Doch dieses Szenario hätte Mercedes in eine sehr unangenehme Situation gebracht: Wie schon in Silverstone hätte Bottas einen möglichen Sieg durch die Strategie verloren. Damals war es virtuelles Safety-Car, diesmal wären es einfach die Umstände gewesen. "Mercedes hatte plötzlich ein Problem: Wie hätte man das vor den Fahrern rechtfertigen sollen?"

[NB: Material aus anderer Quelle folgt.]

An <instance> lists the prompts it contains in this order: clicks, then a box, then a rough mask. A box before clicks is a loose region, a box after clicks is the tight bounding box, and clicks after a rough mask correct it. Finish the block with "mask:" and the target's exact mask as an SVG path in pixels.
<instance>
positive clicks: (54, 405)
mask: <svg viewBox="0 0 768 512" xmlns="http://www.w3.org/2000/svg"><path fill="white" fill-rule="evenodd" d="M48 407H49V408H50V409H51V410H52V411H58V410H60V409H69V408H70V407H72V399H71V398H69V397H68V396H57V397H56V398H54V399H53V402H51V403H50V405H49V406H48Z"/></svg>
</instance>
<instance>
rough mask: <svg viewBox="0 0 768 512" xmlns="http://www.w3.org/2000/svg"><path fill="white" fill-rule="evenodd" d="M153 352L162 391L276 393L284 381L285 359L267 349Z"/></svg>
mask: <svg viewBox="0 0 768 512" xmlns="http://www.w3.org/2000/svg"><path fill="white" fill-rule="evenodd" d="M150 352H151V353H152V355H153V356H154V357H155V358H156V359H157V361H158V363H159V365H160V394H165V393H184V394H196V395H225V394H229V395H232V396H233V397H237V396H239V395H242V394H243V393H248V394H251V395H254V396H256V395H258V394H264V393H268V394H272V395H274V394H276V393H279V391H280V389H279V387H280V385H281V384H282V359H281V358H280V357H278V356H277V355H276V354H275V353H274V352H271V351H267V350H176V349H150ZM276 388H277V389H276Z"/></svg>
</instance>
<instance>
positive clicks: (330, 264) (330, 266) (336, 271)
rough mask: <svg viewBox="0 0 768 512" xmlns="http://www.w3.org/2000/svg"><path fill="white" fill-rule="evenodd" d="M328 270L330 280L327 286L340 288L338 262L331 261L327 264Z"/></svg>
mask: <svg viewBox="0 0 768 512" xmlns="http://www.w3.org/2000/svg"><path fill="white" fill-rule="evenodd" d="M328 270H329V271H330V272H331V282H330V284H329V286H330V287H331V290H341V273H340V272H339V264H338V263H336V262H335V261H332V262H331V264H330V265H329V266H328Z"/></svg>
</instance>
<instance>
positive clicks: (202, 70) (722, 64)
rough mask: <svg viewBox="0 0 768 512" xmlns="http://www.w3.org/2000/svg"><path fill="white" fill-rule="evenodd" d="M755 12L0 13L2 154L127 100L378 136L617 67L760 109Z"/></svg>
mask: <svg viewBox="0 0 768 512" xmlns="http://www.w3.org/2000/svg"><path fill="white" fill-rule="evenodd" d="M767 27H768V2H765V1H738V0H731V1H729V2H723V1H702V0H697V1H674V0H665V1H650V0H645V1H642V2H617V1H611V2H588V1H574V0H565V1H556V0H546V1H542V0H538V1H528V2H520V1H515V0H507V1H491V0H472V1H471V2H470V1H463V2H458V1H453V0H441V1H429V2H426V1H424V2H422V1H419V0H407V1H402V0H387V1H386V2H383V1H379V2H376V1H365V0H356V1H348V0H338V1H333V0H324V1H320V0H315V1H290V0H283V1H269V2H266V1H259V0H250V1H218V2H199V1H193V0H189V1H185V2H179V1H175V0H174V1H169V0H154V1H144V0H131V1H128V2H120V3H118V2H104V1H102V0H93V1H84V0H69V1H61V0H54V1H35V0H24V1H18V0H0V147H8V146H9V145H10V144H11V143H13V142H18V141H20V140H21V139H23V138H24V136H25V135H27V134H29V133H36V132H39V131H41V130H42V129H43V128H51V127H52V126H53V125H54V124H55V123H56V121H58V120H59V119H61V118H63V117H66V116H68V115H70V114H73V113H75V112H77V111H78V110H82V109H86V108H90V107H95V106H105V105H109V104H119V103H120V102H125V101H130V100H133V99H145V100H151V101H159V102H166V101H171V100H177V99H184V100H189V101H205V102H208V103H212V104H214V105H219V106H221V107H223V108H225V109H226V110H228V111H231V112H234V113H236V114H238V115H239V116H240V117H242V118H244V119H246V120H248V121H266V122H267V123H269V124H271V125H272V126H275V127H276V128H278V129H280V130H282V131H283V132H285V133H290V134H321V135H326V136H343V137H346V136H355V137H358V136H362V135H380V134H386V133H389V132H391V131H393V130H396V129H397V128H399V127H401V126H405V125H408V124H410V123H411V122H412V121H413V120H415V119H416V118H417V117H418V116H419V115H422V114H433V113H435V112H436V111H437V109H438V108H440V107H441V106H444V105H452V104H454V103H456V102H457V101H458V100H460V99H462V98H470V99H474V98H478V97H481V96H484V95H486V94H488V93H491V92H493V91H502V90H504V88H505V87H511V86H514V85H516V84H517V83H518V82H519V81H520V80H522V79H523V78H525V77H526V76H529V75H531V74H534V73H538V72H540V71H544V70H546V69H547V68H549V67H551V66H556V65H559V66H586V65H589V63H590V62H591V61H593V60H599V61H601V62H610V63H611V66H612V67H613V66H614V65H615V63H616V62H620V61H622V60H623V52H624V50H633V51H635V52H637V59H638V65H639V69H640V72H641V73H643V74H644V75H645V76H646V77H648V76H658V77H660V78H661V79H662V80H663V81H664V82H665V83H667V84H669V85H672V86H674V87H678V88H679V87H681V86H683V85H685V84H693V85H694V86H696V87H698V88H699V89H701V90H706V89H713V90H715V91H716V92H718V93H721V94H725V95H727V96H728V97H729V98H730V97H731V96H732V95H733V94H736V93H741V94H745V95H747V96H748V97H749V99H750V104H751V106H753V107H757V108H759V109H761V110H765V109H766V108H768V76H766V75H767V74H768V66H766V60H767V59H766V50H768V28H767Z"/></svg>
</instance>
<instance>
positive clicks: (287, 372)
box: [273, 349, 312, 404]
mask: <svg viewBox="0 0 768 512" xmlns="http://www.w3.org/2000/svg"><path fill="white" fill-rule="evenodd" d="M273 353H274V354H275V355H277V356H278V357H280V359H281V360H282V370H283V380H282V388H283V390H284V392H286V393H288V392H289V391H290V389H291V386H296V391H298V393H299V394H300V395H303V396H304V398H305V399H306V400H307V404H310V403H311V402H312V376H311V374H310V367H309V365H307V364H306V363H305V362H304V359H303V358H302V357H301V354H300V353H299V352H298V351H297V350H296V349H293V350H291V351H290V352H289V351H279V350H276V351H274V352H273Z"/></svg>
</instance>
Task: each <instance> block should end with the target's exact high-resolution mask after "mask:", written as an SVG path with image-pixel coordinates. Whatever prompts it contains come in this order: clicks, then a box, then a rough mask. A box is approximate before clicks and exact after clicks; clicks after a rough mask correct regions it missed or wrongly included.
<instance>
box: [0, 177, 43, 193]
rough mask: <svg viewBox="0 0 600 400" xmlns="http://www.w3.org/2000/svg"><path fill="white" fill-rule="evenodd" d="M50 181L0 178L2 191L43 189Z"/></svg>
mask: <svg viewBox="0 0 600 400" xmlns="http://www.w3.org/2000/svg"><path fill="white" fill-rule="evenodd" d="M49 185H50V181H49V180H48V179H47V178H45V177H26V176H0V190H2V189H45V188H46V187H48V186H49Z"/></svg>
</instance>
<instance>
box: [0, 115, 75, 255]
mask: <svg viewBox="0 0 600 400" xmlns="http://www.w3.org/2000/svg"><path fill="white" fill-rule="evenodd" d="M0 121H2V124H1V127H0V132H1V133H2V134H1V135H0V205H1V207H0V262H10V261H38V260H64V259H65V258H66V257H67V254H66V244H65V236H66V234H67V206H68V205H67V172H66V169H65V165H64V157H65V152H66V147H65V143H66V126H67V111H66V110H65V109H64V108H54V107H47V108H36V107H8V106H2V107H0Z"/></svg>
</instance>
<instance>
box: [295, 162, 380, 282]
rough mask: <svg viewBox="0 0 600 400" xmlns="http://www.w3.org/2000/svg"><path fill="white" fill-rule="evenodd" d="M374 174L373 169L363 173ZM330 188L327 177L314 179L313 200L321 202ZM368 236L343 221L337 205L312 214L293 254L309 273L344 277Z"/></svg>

Die Alternative wäre gewesen, eine Stallorder anzuwenden und Hamilton hinter Bottas zu bringen. "Sie können aber dem WM-Führenden, der um seine Weltmeisterschaft kämpft, nicht sagen, dass er Bottas vorbeilassen soll. Mercedes hat sich da in eine Lose-Lose-Situation manövriert."
Ausgangspunkt: Vettels erster Stopp
Allerdings sei diese nicht von Mercedes heraufbeschworen worden. Den eigentlichen Stein ins Rollen gebracht hat nämlich Sebastian Vettel - und das schon viel früher im Rennen - am Ende des ersten Stints.
"Zunächst einmal haben wir Bottas an der Spitze. Er ist etwa vier Sekunden voraus. Dann kommt Vettel mit Hamilton im Schlepptau. Vettel musste in jedem Fall vor Hamilton stoppen. Sonst hätte Hamilton den Undercut gemacht und wäre mit Leichtigkeit vorbeigekommen. Dann wäre das Rennen für Vettel vorbei gewesen. Vettel muss also früh stoppen, um Hamilton zu covern."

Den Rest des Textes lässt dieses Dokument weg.